GILROY, Calif. (KION)
Gilroy Police Chief Scot Smithee was heading home the evening of July 28, 2019 when he heard a message come through on his police radio – "active shooter at the Gilroy Garlic Festival."
“Did I hear what I thought I heard? It is also disbelief,” Smithee tells KION in an interview one year after the tragedy.
Dozens of agencies quickly responded from all around the Central Coast and Bay Area. A massive search around Gilroy started as law enforcement tried to contain the scene and learn what just happened. While in the days after the shooting it was announced there was no second gunman that day at Christmas Hill Park, in the moments following the shooting Smithee says people were coming up to officers explaining the possibility of a second person involved.
“There were some differences that led to believe ‘maybe it’s true. Maybe it’s not’. But it is something we could not take likely. We had to make the assumption there could be another threat out there” Smithee says.
The threat at the Gilroy Garlic Festival was over in just 60 seconds. Three officers charged the lone gunman, shooting him, before the suspect turned the gun on himself.
But in those 60 seconds, unimaginable tragedy. More than a dozen people were wounded, many by gunfire, three of them were killed – Stephen Romero (6), Keyla Salazar (13) and Trevor Irby (25).
To this day, there is still no officially confirmed motive for why the shooter attacked the garlic festival. But it was known quickly that his social media posts showed signs of anger and hate.
“I think there is way too much negativity in the world. I think the online process that a lot of people use to communicate and get their information doesn't help that,” Smithee said.
However, Gilroy was strong.

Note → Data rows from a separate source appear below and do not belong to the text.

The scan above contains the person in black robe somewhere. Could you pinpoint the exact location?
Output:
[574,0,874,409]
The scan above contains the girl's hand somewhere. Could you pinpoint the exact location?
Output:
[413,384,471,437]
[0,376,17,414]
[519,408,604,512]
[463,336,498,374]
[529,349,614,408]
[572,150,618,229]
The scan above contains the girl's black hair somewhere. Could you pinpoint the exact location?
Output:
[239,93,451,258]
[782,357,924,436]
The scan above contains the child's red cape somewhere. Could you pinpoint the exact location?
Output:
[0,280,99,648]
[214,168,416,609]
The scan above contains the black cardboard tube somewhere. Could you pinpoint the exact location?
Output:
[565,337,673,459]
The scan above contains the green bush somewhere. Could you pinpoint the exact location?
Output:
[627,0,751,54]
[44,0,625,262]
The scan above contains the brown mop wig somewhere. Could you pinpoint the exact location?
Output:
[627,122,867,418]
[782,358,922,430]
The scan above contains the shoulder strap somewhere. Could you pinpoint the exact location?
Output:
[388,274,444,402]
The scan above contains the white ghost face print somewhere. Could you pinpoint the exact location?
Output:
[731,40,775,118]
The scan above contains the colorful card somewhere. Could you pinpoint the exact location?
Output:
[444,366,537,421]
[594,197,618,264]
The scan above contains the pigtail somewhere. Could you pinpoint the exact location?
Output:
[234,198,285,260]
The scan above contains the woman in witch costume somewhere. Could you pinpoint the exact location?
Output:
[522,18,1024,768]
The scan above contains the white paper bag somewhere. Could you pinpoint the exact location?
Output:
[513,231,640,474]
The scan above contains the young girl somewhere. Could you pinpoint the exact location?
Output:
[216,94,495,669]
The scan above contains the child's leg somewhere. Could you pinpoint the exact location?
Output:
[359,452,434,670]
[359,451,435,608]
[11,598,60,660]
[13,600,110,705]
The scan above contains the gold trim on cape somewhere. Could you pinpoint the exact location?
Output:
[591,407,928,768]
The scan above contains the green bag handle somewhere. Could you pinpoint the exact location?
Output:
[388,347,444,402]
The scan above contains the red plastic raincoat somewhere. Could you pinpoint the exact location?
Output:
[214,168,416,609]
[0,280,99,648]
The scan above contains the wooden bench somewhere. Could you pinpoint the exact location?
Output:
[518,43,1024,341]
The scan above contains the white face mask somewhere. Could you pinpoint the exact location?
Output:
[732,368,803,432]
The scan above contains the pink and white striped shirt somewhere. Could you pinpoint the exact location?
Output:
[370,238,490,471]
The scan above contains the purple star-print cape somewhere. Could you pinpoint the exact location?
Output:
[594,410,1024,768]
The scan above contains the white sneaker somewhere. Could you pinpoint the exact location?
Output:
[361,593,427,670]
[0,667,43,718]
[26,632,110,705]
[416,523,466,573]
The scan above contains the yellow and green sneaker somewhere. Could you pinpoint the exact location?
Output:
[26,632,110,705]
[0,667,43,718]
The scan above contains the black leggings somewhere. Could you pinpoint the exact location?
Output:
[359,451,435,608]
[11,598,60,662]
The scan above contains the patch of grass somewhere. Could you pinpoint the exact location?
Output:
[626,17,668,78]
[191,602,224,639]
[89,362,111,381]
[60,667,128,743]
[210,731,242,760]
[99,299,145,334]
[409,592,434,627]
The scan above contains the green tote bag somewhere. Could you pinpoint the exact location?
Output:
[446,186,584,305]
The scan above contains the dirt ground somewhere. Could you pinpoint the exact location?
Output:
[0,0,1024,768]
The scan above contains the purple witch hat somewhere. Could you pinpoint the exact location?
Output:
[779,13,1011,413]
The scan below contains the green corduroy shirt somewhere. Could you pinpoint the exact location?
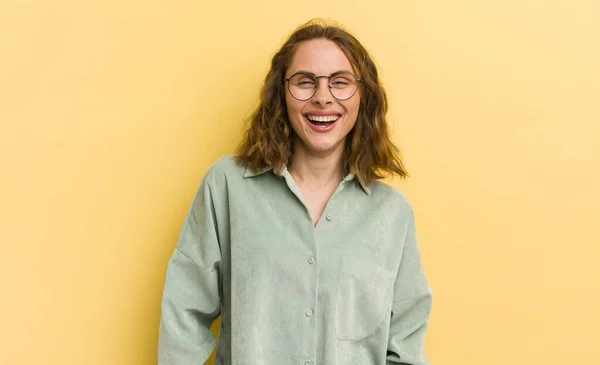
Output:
[158,156,432,365]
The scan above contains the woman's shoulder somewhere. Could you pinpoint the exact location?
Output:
[369,180,413,211]
[204,155,246,181]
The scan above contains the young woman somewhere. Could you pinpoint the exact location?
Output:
[159,22,432,365]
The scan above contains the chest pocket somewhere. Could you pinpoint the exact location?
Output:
[334,256,394,341]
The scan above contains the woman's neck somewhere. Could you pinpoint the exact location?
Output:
[288,141,344,190]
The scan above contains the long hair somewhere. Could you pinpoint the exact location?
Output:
[236,20,408,185]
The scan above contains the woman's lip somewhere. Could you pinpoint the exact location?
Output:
[304,114,342,133]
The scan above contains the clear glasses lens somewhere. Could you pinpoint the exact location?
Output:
[288,74,357,100]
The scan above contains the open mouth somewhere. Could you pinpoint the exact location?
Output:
[305,114,340,128]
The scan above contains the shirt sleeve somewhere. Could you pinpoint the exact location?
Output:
[386,210,433,365]
[158,174,221,365]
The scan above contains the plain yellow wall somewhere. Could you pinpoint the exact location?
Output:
[0,0,600,365]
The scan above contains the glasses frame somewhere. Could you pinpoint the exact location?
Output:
[283,71,363,101]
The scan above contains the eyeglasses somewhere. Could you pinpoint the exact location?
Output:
[284,71,362,101]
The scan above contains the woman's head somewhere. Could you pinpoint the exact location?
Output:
[237,21,407,184]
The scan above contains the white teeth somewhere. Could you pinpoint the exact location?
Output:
[306,115,338,122]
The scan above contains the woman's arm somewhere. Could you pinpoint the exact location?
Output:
[158,177,221,365]
[387,211,432,365]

The slogan “GILROY STRONG” became a rally cry to mend the physical and emotional wounds, including for law enforcement officers. When asked about these acts of generosity towards law enforcement, including a young girl who delivered cookies just a few days after the shooting, Smith described how important these acts were.
"The emotion for our staff, especially the staff that were there and had to deal with this, was significant,” he said. “But to have those people show up and show that level of support, that was the greatest thing that could have possibly happened and start the road to recovery.”
Vigils quickly turned to rallies and concerts. Gilroy’s Mayor announced on Tuesday that $1.9 million has been raised for victims of the shooting. "Gilroy Strong" merchandise is still seen in local store windows.
“I think the community has come together like you can’t even imagine,” Smithee says.
The 2020 Gilroy Garlic Festival was supposed to be this past weekend. The COVID-19 pandemic means we’re getting this sign instead - “we look forward to 2021.”
“I think we were all looking forward to being able to do another garlic festival this year,” Smithee said. “I think it would have been a bit steps towards healing, being out there and having a positive experience. So it’s hard. I believe a year from now we will be ready to host it again.”